The ExAC data can now be found as a part of the gnomAD dataset, in addition to other exome and genome data. In contrast to the ExAC database, gnomAD applies more stringent filters that remove some variants with allelic imbalance from the allele count (< 0.2) [4]. To inspect how application of the gnomAD filters affects the presence of somatic SNVs in this reference population dataset, genes with evidence of mosaicism in ExAC (Additional file 1: Table S3) were tested for the presence of ClinVar pathogenic and likely pathogenic SNVs in gnomAD, as previously described for ExAC.

Gene ontology association

To categorize the genes according to the processes they are involved in, we used selected gene ontology (GO) terms. AD genes associated with early onset severe Mendelian diseases were classified according to their involvement in regulation of hematopoiesis (GO1903706) (Additional file 1: Tables S3 and S4) and involvement in the following cell proliferation processes: Negative regulation of cell population proliferation (GO0008285), positive regulation of cell population proliferation (GO0008284), regulation of cell population proliferation (GO0042127), stem cell proliferation (GO0072089), regulation of stem cell proliferation (GO0072091), positive regulation of stem cell proliferation (GO2000648) and negative regulation of stem cell proliferation (GO2000178). Due to differences in approach, the results from the list of 156 genes published by Jaiswal et al. [13] do not show a complete overlap with the results obtained through our search for regulation of hematopoiesis GO term. However, the results from these sources can be used as complementary to each other. To look up the genes annotated to the aforementioned GO terms, we used the PANTHER [Protein Analysis Through Evolutionary Relationships] Classification System [34-36] and focused specifically on Homo Sapiens. The GO database was released on 2020-10-09 and the comparisons were made using the statistical software R 4.0.2.
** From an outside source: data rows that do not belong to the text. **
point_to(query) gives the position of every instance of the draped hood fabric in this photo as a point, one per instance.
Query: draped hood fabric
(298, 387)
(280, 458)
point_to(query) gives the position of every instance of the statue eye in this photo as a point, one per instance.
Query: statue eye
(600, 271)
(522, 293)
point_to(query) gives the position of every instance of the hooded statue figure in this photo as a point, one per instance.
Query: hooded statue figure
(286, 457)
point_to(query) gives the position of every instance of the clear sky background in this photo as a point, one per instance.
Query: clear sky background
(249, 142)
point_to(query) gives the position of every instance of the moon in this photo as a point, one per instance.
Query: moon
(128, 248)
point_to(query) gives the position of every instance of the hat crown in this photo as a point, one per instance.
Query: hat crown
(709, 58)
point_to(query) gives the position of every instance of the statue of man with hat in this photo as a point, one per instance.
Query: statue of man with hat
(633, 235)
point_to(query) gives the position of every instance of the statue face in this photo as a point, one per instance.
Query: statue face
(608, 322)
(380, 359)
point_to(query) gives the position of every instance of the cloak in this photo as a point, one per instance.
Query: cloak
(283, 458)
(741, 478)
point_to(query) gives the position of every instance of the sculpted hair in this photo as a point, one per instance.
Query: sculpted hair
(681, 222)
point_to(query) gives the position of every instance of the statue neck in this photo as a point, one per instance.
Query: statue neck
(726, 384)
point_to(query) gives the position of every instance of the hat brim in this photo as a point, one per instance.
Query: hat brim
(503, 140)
Assessment of hematopoietic genes

The total of 156 previously reported hematopoietic genes [13] (Additional file 1: Table S5) were analyzed using ClinVar (pathogenic and likely pathogenic SNVs), ExAC (variant frequency) and IGV (variant read support), as described above (Additional file 1: Table S5). The COSMIC (Catalogue of Somatic Mutations in Cancer) [21] database was used to assess the detected SNVs for reports in human cancers (Additional file 1: Table S5). A detailed description of Additional file 1: Table S5 and other supplementary data (Additional file 1: Tables S1–S5) can be found in Additional file 1: Table S6.

Additional file 1. Supplementary tables S1–S7. Table S1. Summary of the 1388 genes with the associated autosomal dominant conditions. Table S2. Summary of AD genes and the associated conditions with their corresponding ClinVar likely pathogenic and pathogenic SNVs in the ExAC catalog. Table S3. Summary of AD genes and the associated early onset, severe conditions with their corresponding ClinVar likely pathogenic and pathogenic SNVs in the ExAC catalog. Table S4. gnomAD variant assessment for the genes that show evidence of mosaicism in ExAC. Table 5. Mosaicim in hematopoietic genes in ExAC. Table S6. Column names and corresponding descriptions for the tables S1-S5. Table S7. Phenotype assessment criteria.